Шрифт:
Интервал:
Закладка:
Я хотел было сказать Косте, что эти ребята скорее всего их одноклассники. Небось нахамили химичке или кому там еще можно нахамить в школе и теперь ходят в героях. Небось первая любовь! Так приятно было свалить неудачу на что-то красивое и заодно объясняющее. Но Костя не замечал ни других, ни меня. Он глядел на танцующих, уже не разбирая лиц, как на быстром перекате реки, когда смотришь на дно, на мозаику ярких камешков.
Я закурил с досады, хотя курение здесь не поощрялось.
— Ну? Как тебе скачки? А?.. — спросил малый, у которого я прикурил.
Он был весел, и что-то ошалелое и счастливое увиделось мне в его лице. Я завистливо смолчал и пошел бесцельно бродить по залу. И вдруг отделенно и разом увидел девушек. Они шли к выходу. Они были очень заметны среди суетящихся пар.
Еще во время танца я как-то выудил, что черненькую, которая понравилась Косте, зовут Светланой, а беленькую — Аделью, что они кончают школу в этом году. Одиннадцатый класс. И это все, что я знал о них. Они стояли на ступеньках, глядели в вечерний полумрак и сладко-сладко дышали. Света принялась прыгать и никак не могла достать бумажный фонарик. Фонарик висел у входа — она только задевала его пальцами, и он вращался.
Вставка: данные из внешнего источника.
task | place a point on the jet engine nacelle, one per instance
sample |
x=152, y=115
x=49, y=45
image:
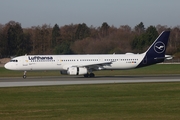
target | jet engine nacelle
x=77, y=71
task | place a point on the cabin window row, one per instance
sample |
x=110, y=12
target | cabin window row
x=80, y=60
x=120, y=59
x=13, y=60
x=42, y=60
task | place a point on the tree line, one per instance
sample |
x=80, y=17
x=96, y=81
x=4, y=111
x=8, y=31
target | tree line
x=81, y=39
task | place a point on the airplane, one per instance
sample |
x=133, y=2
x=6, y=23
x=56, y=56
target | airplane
x=86, y=64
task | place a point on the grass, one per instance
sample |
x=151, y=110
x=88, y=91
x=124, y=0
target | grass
x=102, y=102
x=136, y=101
x=150, y=70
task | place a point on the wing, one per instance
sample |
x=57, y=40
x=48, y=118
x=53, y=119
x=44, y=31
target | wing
x=92, y=66
x=96, y=66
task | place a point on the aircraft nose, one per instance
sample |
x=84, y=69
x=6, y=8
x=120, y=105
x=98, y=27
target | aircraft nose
x=8, y=66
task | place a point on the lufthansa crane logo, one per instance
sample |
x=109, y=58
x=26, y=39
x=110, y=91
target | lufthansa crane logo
x=159, y=47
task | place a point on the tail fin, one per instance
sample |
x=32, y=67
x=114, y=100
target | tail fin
x=156, y=52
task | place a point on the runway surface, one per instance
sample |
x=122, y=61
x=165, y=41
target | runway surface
x=74, y=80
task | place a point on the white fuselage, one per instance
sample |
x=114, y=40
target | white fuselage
x=63, y=62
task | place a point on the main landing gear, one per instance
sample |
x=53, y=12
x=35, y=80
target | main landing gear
x=24, y=76
x=89, y=75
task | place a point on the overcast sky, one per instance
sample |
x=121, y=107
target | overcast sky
x=92, y=12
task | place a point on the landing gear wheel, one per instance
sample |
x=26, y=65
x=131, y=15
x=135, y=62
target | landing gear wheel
x=91, y=75
x=24, y=76
x=86, y=75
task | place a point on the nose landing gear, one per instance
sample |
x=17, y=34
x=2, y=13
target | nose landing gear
x=89, y=75
x=24, y=76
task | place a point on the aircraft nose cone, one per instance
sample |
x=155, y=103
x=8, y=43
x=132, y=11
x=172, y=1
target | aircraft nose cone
x=8, y=66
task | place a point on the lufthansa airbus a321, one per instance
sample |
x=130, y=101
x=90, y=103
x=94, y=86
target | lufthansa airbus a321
x=86, y=64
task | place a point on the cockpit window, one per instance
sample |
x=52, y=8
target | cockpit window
x=13, y=60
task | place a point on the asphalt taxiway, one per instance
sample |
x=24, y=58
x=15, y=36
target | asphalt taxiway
x=75, y=80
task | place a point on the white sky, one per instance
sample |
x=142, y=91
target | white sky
x=92, y=12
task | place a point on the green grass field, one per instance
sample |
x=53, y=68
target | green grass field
x=150, y=70
x=137, y=101
x=140, y=101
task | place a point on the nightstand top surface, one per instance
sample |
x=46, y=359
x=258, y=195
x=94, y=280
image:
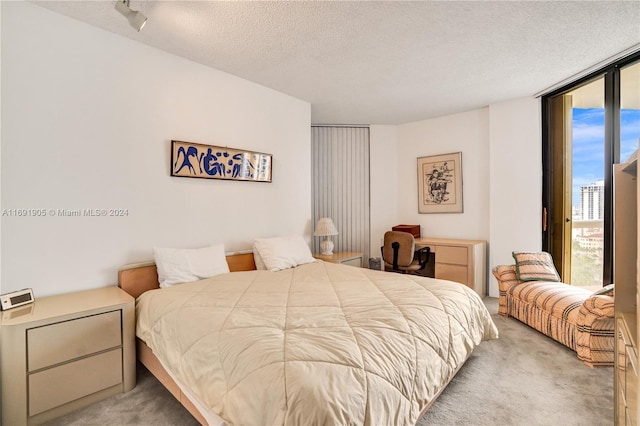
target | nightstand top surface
x=61, y=305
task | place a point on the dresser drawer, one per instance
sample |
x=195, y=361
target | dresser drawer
x=353, y=262
x=64, y=341
x=455, y=273
x=453, y=255
x=68, y=382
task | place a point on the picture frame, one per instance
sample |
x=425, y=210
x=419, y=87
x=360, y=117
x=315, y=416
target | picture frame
x=440, y=183
x=196, y=160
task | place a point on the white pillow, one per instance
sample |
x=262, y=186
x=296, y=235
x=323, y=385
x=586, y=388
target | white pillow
x=260, y=266
x=177, y=266
x=283, y=252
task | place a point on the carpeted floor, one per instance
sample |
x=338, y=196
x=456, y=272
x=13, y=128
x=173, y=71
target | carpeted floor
x=523, y=378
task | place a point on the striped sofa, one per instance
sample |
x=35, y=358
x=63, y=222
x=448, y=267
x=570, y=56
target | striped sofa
x=575, y=317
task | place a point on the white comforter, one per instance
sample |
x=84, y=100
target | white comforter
x=318, y=344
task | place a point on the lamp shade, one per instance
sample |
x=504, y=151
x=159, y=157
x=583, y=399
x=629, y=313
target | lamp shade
x=325, y=227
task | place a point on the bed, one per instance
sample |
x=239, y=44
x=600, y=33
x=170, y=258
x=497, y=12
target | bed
x=320, y=343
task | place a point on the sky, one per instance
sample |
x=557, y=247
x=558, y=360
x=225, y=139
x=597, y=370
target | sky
x=588, y=144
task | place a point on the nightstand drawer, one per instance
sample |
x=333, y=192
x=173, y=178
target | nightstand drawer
x=68, y=382
x=64, y=341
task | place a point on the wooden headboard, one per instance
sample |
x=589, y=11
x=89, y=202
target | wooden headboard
x=136, y=278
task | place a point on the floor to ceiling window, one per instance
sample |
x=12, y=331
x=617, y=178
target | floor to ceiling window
x=340, y=185
x=588, y=126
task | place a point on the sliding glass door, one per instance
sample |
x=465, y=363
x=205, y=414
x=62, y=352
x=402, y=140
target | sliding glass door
x=588, y=127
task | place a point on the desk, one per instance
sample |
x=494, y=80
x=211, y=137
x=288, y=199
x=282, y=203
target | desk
x=461, y=261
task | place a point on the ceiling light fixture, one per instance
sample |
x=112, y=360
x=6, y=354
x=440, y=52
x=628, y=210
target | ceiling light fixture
x=135, y=18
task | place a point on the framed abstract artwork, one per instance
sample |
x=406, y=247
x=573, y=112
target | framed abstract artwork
x=196, y=160
x=440, y=183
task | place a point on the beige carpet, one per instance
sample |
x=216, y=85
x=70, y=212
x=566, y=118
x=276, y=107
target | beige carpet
x=524, y=378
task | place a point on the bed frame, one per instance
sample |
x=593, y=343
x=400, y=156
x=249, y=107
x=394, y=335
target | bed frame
x=135, y=279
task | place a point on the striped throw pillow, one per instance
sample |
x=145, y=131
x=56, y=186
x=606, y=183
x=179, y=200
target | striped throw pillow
x=535, y=267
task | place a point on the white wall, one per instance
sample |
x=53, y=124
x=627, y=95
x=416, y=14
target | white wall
x=516, y=181
x=87, y=119
x=383, y=142
x=468, y=133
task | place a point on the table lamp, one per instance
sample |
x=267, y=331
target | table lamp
x=325, y=228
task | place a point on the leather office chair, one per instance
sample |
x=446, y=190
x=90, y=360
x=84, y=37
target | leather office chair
x=398, y=253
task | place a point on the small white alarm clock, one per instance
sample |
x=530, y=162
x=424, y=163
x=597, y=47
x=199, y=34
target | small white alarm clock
x=16, y=298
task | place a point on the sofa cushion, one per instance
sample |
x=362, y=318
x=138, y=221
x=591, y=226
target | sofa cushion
x=535, y=266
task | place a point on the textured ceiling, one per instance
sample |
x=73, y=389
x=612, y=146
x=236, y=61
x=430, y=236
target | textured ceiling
x=385, y=62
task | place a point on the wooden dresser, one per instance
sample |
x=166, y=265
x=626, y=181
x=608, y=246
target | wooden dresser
x=461, y=261
x=64, y=352
x=626, y=280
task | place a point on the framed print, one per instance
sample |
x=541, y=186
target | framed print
x=196, y=160
x=440, y=183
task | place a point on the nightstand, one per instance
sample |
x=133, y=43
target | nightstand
x=65, y=352
x=345, y=257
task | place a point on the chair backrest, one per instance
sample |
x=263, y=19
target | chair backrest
x=406, y=248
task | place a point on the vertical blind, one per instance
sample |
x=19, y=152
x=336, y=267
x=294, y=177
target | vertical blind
x=340, y=185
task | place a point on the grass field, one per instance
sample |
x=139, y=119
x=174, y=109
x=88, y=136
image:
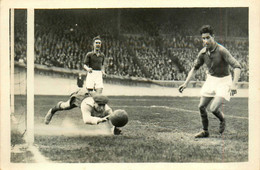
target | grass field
x=160, y=129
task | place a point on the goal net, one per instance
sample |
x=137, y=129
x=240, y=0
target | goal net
x=22, y=75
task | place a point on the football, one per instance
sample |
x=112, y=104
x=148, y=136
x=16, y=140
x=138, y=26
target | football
x=119, y=118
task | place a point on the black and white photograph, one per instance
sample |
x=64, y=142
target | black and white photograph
x=129, y=85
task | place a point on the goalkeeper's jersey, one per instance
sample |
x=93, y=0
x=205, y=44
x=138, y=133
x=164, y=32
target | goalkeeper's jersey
x=90, y=101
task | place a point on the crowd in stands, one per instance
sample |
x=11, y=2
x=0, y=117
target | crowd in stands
x=167, y=55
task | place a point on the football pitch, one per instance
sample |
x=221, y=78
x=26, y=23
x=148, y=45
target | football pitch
x=160, y=129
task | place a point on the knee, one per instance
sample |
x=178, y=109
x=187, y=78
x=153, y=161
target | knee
x=202, y=108
x=203, y=111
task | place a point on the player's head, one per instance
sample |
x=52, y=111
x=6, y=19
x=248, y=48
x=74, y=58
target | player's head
x=207, y=35
x=97, y=43
x=100, y=102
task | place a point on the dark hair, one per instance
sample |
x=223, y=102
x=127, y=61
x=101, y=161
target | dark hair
x=207, y=29
x=96, y=38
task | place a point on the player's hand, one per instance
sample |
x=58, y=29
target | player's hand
x=182, y=87
x=233, y=90
x=101, y=120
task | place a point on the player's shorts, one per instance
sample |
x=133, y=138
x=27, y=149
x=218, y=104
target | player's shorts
x=94, y=80
x=217, y=86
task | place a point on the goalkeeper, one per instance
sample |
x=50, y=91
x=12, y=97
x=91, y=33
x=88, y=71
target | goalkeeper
x=94, y=108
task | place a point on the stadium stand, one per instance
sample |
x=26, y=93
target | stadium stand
x=135, y=45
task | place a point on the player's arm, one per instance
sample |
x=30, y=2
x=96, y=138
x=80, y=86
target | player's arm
x=237, y=69
x=86, y=63
x=190, y=75
x=87, y=118
x=198, y=63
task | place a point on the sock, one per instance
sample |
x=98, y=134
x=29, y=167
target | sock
x=204, y=118
x=219, y=115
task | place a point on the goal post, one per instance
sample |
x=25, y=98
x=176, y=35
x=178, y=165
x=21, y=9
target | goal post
x=30, y=77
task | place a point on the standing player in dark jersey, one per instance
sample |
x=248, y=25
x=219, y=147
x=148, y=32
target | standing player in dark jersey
x=219, y=85
x=94, y=64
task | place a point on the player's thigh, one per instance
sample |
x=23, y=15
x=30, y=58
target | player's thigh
x=204, y=101
x=99, y=80
x=90, y=81
x=216, y=103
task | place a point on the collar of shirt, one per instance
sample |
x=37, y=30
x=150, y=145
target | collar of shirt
x=214, y=47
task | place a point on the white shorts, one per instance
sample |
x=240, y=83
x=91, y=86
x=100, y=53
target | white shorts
x=94, y=80
x=217, y=86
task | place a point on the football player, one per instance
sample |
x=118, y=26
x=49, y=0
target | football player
x=219, y=85
x=94, y=65
x=93, y=107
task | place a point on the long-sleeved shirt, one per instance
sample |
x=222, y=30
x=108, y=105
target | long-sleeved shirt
x=217, y=61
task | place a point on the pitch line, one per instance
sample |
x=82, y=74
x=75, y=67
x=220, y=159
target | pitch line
x=38, y=157
x=179, y=109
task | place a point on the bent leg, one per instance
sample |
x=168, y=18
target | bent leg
x=204, y=101
x=215, y=108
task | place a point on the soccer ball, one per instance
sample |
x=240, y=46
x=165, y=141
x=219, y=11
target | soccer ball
x=119, y=118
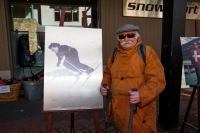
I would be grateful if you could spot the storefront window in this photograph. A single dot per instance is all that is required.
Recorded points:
(28, 33)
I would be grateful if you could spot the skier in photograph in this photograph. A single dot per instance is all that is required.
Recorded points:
(195, 59)
(71, 60)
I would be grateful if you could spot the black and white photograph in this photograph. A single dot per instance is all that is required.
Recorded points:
(191, 59)
(73, 68)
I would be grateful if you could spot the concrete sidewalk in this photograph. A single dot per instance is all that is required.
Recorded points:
(23, 116)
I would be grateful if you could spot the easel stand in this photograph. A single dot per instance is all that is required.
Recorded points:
(189, 106)
(50, 115)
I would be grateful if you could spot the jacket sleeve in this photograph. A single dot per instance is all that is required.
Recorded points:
(154, 78)
(107, 79)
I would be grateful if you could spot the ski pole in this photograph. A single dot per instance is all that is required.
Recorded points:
(133, 108)
(105, 106)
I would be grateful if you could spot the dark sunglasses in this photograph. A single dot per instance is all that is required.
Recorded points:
(123, 36)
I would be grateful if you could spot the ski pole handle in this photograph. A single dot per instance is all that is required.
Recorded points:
(105, 99)
(105, 106)
(133, 108)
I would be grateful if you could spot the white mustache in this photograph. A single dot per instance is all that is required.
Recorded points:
(126, 42)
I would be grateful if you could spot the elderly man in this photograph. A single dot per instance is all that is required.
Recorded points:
(129, 71)
(194, 56)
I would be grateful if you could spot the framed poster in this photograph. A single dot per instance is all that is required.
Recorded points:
(73, 68)
(191, 59)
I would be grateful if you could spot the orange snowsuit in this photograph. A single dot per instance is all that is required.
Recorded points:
(129, 71)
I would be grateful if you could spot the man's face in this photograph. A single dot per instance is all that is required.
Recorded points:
(54, 49)
(127, 39)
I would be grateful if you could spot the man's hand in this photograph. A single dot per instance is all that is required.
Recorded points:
(104, 90)
(134, 97)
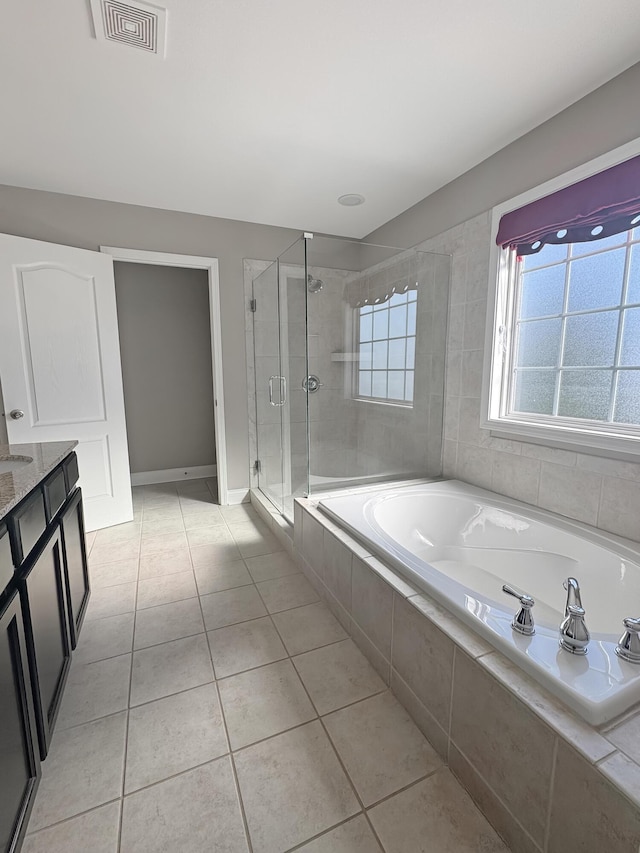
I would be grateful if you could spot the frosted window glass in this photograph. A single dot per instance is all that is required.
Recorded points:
(380, 324)
(397, 354)
(379, 383)
(542, 292)
(411, 318)
(380, 355)
(398, 299)
(630, 353)
(596, 282)
(633, 291)
(539, 342)
(547, 255)
(627, 409)
(411, 353)
(585, 394)
(590, 339)
(408, 387)
(364, 383)
(534, 391)
(396, 385)
(365, 356)
(366, 326)
(398, 321)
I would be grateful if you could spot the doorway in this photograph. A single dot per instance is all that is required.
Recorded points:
(169, 323)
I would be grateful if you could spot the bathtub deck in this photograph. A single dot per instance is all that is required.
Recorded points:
(214, 698)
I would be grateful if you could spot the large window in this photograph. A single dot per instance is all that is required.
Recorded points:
(386, 336)
(576, 351)
(564, 365)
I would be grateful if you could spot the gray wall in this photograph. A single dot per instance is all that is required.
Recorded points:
(603, 120)
(600, 491)
(90, 223)
(165, 346)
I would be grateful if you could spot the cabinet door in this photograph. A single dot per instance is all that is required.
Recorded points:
(75, 563)
(18, 748)
(44, 602)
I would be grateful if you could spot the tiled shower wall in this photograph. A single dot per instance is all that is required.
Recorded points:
(593, 489)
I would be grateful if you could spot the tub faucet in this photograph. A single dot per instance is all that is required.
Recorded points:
(523, 620)
(574, 634)
(573, 594)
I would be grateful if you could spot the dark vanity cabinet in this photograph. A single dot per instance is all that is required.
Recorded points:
(19, 753)
(44, 591)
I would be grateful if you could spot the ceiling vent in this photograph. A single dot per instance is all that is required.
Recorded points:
(141, 25)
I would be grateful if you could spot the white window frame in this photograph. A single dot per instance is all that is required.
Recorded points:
(612, 440)
(385, 401)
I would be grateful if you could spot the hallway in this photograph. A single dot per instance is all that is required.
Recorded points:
(215, 703)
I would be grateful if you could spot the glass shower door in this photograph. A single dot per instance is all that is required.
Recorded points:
(271, 390)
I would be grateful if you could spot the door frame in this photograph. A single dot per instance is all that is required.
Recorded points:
(168, 259)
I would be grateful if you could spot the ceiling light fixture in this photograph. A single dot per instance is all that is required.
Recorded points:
(132, 22)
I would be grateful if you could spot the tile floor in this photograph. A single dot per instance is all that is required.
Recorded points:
(214, 704)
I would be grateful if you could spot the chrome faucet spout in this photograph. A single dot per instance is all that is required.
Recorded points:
(573, 594)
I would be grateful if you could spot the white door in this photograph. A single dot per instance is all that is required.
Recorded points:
(60, 364)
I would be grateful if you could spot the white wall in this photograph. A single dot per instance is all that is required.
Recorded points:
(90, 223)
(596, 490)
(165, 348)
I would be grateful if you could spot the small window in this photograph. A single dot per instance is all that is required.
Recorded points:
(386, 344)
(569, 338)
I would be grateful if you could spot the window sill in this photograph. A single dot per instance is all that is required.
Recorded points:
(609, 446)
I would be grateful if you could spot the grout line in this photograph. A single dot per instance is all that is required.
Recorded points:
(126, 733)
(223, 718)
(554, 762)
(497, 797)
(74, 816)
(453, 682)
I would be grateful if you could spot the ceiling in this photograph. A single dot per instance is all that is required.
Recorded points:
(268, 110)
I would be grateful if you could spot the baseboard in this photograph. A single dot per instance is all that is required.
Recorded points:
(238, 496)
(172, 475)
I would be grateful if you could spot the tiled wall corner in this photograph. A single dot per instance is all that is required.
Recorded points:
(599, 491)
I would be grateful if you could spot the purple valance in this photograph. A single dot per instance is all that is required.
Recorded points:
(604, 204)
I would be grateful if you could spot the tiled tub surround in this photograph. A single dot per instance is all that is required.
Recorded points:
(215, 703)
(460, 544)
(545, 779)
(16, 485)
Потом неумело прыгнула Адель, и обе дружно расхохотались и стали обниматься в избытке девичьей радости… Минуты три я смотрел на них, приостановившись. Было что-то обаятельное в их взрослых женских прическах, в их манерах, улыбках. В том, что эти девушки пришли на танцы, покружились, поулыбались, отказывая кому-то и кого-то поощряя, повертелись и вышли. Вышли дышать прохладным воздухом, и смеются, и не торопятся, и ни до кого им нет дела…
Я выскочил из засады. Они теперь с увлечением говорили о двух шикарных машинах, стоящих у входа. «Вельможи какие-то. В парк прикатили!» — раздраженно отметил я.
Я сорвал им бумажный фонарик и, играя в игру, сказал:
— Посмотрите, вечер какой! Красота!
— Да-а… — неожиданно вздохнули они обе сразу. Вечер был хорош, тут они не могли не согласиться.
Слишком хорош. Деревья, облитые теплой ржавостью фонарей, были как подожженные. Я вдруг понял, что мне нельзя чувствовать этот вечер и эти деревья. Я даже испугался: еще немного, и я не сумею выдавить из себя ни слова. Онемею, как Костя. Я бросился в атаку:
— Поедемте как-нибудь в университет на вечер. Не бывали там? Ну-у?.. В любой день!.. Честное слово, мой друг — замечательный парень. Или вот что: приезжайте к нам домой. У меня завтра день рождения — потанцуем вволю. А музыка чудо!..
Адель сделала подозрительную гримаску:
— День рождения?.. Вы бы что-нибудь еще придумали. Посвежее.
— А если день рождения! — возмутился я, лихорадочно припоминая, какое же завтра число. — …Но у нас и еще праздник, — заспешил я. — Еще один праздник. Товарищ купил машину… Обмывать будем. Не такая, конечно, шикарная. — Я махнул рукой в сторону стоящих у входа машин.
— Костя? — спросила Адель.
— Нет, другой товарищ. Третий… — Я струсил непонятно отчего: уж врать так врать.
— Не понима-а-ю, — сказала нараспев черненькая Света. — Нам еще одну девочку приглашать? Или как?.. Может быть, весь класс пригласить?
И они захихикали.
— Нет-нет. Нас только трое… — кляня себя, заговорил я. — И у него, третьего, своя девочка… то есть не своя, но… в общем, третья уже приглашена, — кое-как вывернулся я.
На мгновение, как бы последний раз взывая ко мне, фонари погасли, и снова вспыхнул свет, вспыхнули сгустками застывшего пламени деревья. Но я уже привык не смотреть на них.
4— Понимаешь, в чем дело, — заговорил Костя, когда я к нему подошел. — Нам не везет, и это закономерно. Я отыскал причину. Я довел мысль до конца. — Костя говорил неторопливо, с большим весом в словах. И все так же опирался о колонну, будто это величественное сооружение помогало ему величественно думать. — Нам не везет, потому что мы хватаемся за самое лучшее. Почему я выбрал эту девушку? Смешно так спрашивать, и все же почему? А скажи, почему ты в начале года влюбился в Эмму? Почему именно в Эмму? Разве не было других?
— Уж и влюбился, — быстро ответил я. Он взял у меня сигарету:
— Разве нет? Я бы на твоем месте не говорил так пренебрежительно. Пусть это была неудача… Так как же?.. Почему именно Эмма?
— Ну не Зорич же. И не Худякова. Они же бабушки, Костя.
— Понятно. А почему не из другой лаборатории? Почему именно эта великолепнейшая женщина?
— Ты же говорил, что она тебя не возбуждает.
Костя фыркнул: что, дескать, толковать с человеком, который только и делает, что увиливает от вопроса.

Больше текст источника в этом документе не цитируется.